Vietnam or Thailand ? Vote for the TOP Country of the Week !
Updated: June 13, 2025
Another point which the critic of "Blackwood's Magazine" has noticed has not been so generally observed: it is what he calls "a dashing, offhand, rattling style," "fast" writing. It cannot be denied that here and there may be detected slight vestiges of the way of writing of an earlier period of Motley's literary life, with which I have no reason to think the writer just mentioned was acquainted.
Motley, as might be expected from his creed and his life-long pursuits. This I shall refer to in connection with Motley's last work, "John of Barneveld." An historian among archivists and annalists reminds one of Sir John Lubbock in the midst of his ant-hills. Undoubtedly he disturbs the ants in their praiseworthy industry, much as his attentions may flatter them.
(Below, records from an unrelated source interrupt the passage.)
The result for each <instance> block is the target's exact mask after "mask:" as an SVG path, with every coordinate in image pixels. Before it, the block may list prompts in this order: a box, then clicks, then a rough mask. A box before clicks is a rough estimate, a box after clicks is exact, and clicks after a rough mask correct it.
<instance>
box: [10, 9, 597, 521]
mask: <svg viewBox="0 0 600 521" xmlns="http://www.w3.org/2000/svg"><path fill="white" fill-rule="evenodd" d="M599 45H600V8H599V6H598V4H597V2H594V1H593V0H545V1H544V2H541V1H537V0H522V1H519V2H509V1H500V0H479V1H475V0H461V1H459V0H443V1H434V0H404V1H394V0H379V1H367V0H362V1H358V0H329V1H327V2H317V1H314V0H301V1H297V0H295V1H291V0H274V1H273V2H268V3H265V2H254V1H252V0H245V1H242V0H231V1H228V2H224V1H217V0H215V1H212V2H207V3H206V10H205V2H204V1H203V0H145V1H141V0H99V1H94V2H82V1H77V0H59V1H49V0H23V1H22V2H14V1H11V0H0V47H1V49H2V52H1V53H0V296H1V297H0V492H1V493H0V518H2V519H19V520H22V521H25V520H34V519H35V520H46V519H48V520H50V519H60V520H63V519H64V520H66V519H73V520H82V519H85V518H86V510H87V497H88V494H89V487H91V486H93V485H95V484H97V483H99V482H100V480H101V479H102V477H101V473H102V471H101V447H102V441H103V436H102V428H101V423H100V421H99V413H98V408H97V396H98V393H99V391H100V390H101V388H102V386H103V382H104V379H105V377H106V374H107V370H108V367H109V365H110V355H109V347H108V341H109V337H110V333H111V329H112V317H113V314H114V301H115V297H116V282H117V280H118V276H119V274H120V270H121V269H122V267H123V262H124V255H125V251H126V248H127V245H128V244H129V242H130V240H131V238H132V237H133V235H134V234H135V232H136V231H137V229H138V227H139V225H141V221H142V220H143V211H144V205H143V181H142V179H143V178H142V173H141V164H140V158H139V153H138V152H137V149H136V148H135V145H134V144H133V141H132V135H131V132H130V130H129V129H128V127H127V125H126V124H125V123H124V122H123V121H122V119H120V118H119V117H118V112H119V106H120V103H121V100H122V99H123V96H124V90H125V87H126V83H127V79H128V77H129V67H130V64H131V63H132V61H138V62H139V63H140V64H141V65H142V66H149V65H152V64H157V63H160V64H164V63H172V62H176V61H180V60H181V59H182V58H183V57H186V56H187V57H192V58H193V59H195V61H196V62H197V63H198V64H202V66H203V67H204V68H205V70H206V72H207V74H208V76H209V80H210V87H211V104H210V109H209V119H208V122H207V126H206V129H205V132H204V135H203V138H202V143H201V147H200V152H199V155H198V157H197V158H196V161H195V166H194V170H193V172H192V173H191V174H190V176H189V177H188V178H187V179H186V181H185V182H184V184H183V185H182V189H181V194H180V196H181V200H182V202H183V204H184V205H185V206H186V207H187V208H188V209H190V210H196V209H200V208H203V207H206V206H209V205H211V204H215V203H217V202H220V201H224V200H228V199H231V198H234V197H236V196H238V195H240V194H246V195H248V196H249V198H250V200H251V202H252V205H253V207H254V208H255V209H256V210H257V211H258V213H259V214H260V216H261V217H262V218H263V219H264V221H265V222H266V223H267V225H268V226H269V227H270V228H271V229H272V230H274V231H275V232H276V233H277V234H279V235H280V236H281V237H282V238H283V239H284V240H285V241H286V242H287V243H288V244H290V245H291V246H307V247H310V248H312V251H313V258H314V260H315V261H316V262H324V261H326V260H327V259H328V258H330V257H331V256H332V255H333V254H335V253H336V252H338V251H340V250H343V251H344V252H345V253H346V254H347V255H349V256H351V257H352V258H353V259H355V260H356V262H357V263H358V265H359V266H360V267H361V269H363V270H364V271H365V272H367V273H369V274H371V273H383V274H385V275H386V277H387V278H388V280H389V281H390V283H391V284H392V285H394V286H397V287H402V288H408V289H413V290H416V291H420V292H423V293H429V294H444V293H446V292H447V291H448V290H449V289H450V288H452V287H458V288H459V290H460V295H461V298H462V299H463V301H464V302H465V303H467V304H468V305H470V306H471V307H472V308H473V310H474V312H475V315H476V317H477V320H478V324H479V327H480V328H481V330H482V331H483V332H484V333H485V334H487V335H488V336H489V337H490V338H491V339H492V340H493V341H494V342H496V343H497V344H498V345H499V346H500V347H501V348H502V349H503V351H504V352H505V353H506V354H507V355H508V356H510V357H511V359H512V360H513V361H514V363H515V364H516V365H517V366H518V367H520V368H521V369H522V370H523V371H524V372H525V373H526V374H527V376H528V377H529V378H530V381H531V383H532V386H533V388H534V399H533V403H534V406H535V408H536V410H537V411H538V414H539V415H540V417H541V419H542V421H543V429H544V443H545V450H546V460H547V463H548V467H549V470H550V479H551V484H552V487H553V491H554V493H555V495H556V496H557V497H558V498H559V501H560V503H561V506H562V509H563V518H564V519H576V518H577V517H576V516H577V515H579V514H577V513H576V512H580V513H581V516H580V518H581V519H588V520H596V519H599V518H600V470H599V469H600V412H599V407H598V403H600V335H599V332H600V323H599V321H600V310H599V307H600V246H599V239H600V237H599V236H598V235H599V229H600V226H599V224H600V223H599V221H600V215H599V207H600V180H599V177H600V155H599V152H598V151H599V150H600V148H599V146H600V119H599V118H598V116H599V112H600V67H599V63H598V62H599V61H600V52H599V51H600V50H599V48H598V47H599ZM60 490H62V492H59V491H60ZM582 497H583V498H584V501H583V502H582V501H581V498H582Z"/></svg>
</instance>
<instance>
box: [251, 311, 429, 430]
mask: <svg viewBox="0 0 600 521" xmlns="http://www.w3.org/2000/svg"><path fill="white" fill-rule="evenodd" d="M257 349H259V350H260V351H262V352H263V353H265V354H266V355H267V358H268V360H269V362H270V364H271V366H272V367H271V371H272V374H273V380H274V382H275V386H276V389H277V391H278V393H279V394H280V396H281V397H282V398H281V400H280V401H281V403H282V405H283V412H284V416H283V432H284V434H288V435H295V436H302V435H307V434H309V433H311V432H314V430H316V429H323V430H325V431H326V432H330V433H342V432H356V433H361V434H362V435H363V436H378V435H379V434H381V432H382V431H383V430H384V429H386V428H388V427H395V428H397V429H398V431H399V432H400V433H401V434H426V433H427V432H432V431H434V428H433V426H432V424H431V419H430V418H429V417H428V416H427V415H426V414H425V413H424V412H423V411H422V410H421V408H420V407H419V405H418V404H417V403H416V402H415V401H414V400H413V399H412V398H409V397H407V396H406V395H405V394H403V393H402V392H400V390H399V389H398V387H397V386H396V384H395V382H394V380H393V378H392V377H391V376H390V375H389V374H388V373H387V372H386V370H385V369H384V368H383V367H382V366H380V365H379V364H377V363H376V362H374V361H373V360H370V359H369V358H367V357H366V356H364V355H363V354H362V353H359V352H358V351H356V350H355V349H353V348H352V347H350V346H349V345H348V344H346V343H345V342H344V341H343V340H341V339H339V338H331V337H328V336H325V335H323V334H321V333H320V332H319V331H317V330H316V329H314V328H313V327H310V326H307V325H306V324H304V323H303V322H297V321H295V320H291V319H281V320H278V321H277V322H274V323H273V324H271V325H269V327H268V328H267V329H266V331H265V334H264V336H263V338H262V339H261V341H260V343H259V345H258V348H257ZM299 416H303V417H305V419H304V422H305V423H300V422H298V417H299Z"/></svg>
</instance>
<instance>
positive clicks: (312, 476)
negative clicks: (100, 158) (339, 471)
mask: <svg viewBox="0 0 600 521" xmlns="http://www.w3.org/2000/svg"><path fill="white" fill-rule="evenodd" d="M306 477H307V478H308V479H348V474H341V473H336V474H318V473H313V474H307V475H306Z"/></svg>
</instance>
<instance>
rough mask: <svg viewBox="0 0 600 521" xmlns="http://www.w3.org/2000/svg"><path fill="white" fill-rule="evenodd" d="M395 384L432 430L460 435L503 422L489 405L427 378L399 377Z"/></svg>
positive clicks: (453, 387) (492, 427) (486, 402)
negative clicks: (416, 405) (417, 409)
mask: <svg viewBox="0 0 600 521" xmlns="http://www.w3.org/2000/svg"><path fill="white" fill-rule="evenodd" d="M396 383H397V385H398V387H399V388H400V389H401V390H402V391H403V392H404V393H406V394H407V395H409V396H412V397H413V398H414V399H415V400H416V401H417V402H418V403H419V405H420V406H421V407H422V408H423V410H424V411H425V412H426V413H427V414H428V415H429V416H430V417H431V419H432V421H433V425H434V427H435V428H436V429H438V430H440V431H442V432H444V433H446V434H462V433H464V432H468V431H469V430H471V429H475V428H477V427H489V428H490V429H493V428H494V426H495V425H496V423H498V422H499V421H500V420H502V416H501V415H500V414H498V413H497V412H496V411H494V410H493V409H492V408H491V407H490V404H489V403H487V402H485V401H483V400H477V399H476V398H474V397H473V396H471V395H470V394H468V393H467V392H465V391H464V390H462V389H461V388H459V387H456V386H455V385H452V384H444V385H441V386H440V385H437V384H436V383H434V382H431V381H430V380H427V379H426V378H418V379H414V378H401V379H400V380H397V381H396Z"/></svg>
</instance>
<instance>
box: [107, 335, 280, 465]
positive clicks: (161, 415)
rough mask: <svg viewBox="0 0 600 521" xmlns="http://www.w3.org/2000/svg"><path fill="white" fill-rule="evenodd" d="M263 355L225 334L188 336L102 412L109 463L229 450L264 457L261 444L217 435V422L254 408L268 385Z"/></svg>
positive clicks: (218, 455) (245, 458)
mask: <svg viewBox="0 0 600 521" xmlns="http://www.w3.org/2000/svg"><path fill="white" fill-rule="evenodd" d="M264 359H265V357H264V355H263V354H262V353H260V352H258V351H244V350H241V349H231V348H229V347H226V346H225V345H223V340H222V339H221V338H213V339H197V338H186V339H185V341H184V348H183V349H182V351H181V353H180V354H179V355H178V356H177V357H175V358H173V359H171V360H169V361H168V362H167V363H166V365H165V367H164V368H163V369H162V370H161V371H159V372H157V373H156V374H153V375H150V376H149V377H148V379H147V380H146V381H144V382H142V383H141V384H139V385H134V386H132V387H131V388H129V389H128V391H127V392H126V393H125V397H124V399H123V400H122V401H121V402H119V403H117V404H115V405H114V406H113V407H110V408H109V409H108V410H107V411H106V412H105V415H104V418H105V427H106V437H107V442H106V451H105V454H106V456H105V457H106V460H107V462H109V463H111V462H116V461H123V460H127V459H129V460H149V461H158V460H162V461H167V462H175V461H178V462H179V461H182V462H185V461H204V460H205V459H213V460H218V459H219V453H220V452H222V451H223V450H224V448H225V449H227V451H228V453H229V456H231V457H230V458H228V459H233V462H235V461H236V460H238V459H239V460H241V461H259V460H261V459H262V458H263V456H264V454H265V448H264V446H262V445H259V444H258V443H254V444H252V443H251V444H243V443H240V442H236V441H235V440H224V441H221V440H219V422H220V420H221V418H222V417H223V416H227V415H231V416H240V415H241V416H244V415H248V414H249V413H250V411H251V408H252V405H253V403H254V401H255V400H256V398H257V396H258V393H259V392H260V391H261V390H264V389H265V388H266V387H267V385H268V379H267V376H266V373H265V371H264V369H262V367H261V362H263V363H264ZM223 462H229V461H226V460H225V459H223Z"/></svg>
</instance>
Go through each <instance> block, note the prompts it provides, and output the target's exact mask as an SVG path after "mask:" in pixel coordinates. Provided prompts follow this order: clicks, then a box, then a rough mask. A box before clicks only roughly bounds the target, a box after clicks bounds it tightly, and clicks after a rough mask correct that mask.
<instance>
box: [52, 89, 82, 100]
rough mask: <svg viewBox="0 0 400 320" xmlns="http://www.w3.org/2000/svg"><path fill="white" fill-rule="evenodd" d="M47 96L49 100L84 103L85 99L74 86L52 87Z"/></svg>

The proposed San Domingo treaty had just been rejected by the Senate, on the thirtieth day of June, and immediately thereupon, the very next day, the letter requesting Mr. Motley's resignation was issued by the executive. This fact was interpreted as implying something more than a mere coincidence.
As Motley's path crosses my own historic field, I may be thought to possess some advantage over most critics in my familiarity with the ground. "However this may be, I can honestly bear my testimony to the extent of his researches and to the accuracy with which he has given the results of them to the public.
They must have been as unsuccessful as myself in the search after anything in these speeches which could be construed into misinterpretation of the government on the Alabama question. We may much more readily accept "considerations of state" as a reason for Mr. Motley's removal.
Franco told us a story of a woman of Trastevere, who was addressed rudely at the Carnival by a gentleman; she warned him to desist, but as he still persisted, she drew the bodkin from her hair, and stabbed him to the heart. By and by I went to Mr. Motley's balcony, and looked down on the closing scenes of the Carnival.
They are to be carefully studied as the earliest efforts of the hand which painted the Marriage at Cana, of the art which taught the rude fabrics made to be trodden under foot to rival the glowing canvas of the great painters. None of Motley's subsequent writings give such an insight into his character and mental history.
M. Groen van Prinsterer, "the learned and distinguished" editor of the "Archives et Correspondance" of the Orange and Nassau family, published a considerable volume, before referred to, in which many of Motley's views are strongly controverted.
Motley's next and last work is "The Life and Death of John of Barneveld, Advocate of Holland; with a View of the Primary Causes and Movements of the Thirty Years' War." In point of fact this work is a history rather than a biography.
On Mr. Motley's return from America I saw him, and found him, I thought, rather better in general health than when he left England. In December, 1875, Mr. Motley consulted me for trouble of vision in reading or walking, from sensations like those produced by flakes of falling snow coming between him and the objects he was looking at. Mr.